Per quanto sia un incasellamento approssimativo, tendiamo a guardare la società in un’epoca pre e post pandemia. Anche i numeri di accessi nella struttura di via Tommaseo, dal 2019 gestita dalla Fondazione Nervo Pasini, hanno risentito del lockdown, del graduale e successivo ritorno alla normalità e di un flusso in crescita, parliamo di una media di cento nuovi tesserini al mese. «I numeri stanno aumentando perché ovviamente è ripreso a crescere lo spostamento degli utenti: cento tessere al mese vuol dire che c’è anche un giro veloce di persone che magari si fermano a Padova solo due-tre giorni, magari vedono che non trovano lavoro o un luogo dove dormire e ripartono. I numeri sono in aumento, ma non possiamo dire che c’è stata una crescita legata agli effetti economici e sociali della pandemia, proprio perché le persone che vengono qua sono o erano già in una situazione di grave marginalità al punto che il Covid è passato sopra le loro teste: non hanno una casa, un lavoro, non hanno nulla, gli rimaneva da perdere la vita. Ecco perché insisto su una presa in carico della persona e di dargli una vita dignitosa, perché non basta l’accoglienza, ammesso di essere in grado di accogliere veramente. Ma è una responsabilità che riguarda tutti, tutta la società a diversi livelli perché a farli lavorare in nero, tenendoli così, in una situazione di marginalità e irregolarità, siamo noi, siamo noi bravi italiani, medici o avvocati, che facciamo tinteggiare la casa così costa meno. Ma se continuiamo con questa mentalità, non vedremo mai dei cambiamenti, anzi saremo noi l’ostacolo».

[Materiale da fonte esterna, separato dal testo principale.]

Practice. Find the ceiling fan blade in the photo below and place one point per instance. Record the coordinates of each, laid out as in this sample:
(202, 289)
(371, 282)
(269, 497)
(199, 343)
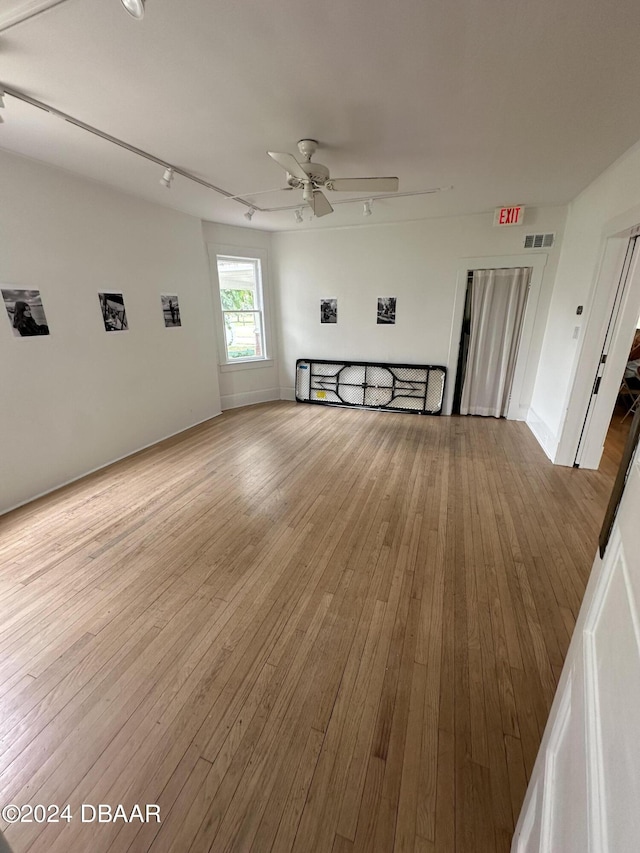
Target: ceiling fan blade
(320, 204)
(260, 192)
(289, 164)
(363, 185)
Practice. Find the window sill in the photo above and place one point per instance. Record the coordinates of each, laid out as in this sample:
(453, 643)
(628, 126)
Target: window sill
(227, 367)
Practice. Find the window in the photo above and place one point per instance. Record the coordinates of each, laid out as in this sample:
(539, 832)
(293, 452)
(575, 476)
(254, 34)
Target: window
(240, 281)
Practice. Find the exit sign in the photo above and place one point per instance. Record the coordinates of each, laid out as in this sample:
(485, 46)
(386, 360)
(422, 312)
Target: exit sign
(508, 216)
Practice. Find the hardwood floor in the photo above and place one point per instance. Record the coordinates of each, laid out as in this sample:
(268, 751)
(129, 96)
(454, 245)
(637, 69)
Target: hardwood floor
(293, 628)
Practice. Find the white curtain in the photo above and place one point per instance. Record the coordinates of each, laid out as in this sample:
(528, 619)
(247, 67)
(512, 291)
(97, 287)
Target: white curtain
(498, 298)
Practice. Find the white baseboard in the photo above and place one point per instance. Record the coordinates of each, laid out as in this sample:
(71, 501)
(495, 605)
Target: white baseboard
(248, 398)
(105, 465)
(547, 440)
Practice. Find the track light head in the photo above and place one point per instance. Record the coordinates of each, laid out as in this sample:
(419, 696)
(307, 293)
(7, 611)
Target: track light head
(166, 179)
(134, 7)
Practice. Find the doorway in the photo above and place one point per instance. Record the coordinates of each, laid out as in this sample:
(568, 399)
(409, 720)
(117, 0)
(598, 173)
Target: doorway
(604, 414)
(492, 323)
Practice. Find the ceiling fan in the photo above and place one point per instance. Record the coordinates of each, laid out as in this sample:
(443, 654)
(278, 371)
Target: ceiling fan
(310, 177)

Chi ha subito maggiormente gli effetti della pandemia sono quelle famiglie (magari monoreddito) che hanno visto uno o più componenti perdere il lavoro. Ma suor Albina precisa: «Qui alle Cucine popolari sono una parte minoritaria: questo significa che prima di rivolgersi a noi ci sono tante realtà attive sul territorio e attente ai bisogni dei cittadini. È un aspetto positivo di Padova, mentre in altre città più grandi si è avuta una tendenza differente proprio perché probabilmente non c’è una rete sociale così forte come nella nostra città».